Conforme a alegação do procurador Silvio Pettengill Neto, a doação "não deveria existir na realidade da
campanha eleitoral do beneficiário, de modo que a sua simples existência na conta bancária de candidato ou partido beneficiado, por óbvio, acarretou o desequilíbrio entre os candidatos em disputa."

De acordo com o Portal DivulgaCandContas, da Justiça Eleitoral, a doação aconteceu às vésperas do primeiro turno, 13 de novembro, dois dias antes do pleito. Rogério Rezende foi derrotado nas urnas. 

Desse modo, o Tribunal Regional Eleitoral de Mato Grosso do Sul reconheceu a irregularidade, ratificou a sentença do juízo da 52ª zona eleitoral e impediu Carlos Bernardo de disputar as eleições há quatro anos, quando lançou-se candidato a deputado federal pelo MDB. 

"A Lei Complementar n. 64/1990, ao regulamentar as hipóteses de inelegibilidade infraconstitucionais, estabelece no art. 1º, inc.

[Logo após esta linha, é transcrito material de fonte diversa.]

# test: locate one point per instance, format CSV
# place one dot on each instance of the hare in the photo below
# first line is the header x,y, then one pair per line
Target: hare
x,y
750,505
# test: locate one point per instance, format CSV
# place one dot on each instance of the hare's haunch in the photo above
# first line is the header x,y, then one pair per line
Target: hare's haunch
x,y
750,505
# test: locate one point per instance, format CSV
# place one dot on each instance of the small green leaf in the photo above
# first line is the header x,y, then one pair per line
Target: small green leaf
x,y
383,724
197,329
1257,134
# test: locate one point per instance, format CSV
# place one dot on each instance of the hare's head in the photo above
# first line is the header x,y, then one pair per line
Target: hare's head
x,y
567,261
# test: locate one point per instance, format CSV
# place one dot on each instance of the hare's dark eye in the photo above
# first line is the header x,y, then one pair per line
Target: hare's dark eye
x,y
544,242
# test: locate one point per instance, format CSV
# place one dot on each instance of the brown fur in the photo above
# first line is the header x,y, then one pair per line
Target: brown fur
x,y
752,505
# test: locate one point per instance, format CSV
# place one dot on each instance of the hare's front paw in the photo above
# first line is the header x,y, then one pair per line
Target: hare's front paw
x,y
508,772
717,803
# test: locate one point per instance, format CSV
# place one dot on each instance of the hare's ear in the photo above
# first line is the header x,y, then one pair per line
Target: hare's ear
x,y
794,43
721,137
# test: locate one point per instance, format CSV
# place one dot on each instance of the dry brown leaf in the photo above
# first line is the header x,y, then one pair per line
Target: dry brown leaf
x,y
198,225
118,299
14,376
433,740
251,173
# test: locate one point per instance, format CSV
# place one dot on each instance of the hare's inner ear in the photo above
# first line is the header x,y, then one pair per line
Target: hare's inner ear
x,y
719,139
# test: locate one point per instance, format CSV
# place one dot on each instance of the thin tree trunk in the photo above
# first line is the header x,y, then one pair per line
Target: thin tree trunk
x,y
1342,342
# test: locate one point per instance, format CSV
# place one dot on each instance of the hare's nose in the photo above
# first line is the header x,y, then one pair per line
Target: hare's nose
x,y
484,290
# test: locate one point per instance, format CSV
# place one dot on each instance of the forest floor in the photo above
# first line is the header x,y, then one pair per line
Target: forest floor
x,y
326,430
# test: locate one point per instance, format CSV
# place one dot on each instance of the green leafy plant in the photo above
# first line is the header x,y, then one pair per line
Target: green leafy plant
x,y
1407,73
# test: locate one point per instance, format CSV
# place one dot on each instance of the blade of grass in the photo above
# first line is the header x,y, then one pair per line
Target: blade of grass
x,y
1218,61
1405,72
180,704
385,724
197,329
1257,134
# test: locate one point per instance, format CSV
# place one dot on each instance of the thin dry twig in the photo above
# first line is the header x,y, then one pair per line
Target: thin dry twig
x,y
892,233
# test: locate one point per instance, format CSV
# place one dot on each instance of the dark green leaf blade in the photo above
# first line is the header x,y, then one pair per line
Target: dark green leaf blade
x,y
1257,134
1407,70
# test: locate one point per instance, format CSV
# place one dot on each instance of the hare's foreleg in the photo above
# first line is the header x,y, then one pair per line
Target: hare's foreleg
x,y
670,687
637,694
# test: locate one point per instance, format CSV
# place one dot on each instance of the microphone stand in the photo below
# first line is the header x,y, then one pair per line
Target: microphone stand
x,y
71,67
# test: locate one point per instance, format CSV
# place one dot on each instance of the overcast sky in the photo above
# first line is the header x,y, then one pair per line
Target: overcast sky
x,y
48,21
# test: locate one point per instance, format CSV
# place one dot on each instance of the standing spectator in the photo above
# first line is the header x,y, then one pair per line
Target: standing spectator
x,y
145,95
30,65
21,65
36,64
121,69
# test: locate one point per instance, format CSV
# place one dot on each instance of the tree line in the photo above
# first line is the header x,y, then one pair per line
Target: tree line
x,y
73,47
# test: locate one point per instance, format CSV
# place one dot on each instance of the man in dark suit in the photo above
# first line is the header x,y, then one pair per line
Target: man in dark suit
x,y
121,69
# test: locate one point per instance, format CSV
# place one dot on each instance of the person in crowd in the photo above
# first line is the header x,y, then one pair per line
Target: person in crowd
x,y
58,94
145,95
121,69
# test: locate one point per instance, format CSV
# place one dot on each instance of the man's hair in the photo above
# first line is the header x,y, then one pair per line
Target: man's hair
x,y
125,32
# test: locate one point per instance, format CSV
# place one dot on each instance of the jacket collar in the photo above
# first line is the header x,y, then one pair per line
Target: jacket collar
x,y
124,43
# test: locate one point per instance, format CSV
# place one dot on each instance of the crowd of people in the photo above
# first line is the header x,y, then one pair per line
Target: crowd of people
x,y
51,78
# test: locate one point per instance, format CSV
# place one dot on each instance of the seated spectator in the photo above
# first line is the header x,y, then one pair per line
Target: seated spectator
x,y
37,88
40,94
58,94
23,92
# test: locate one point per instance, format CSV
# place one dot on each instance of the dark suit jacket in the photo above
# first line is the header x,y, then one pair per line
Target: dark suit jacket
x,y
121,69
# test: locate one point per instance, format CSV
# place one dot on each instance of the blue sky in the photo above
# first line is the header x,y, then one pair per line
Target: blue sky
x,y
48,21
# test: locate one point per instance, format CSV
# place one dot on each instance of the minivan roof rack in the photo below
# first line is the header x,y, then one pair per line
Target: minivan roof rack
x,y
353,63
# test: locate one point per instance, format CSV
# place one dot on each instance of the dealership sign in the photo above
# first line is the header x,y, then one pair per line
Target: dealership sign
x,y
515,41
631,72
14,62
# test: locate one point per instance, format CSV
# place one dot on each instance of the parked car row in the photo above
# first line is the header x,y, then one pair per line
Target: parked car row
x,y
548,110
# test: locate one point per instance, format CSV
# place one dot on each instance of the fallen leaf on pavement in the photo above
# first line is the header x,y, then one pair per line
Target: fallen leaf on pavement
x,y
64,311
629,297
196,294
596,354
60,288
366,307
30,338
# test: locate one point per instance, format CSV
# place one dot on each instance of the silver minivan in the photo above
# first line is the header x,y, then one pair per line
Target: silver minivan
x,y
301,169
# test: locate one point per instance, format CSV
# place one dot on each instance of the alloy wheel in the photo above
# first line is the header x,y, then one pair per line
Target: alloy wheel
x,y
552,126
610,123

I, al. p, que 'são inelegíveis (...) para qualquer cargo (...) a pessoa física e os dirigentes de pessoas jurídicas responsáveis por doações eleitorais tidas por ilegais por decisão transitada em julgado ou proferida por órgão colegiado da Justiça Eleitoral, pelo prazo de 8 (oito) anos após a decisão, observando-se o procedimento previsto no art. 22'”.

Apesar da decisão colegiada impedir a candidatura de Carlos Bernardo por oito anos, ele disputou a prefeitura de Ponta Porã em 2024.

Na ocasião, a Justiça entendeu que a doação irregular realizada por ele ao candidato goiano não impactaria diretamente a disputa pela prefeitura ponta-poranense. Cabe recurso.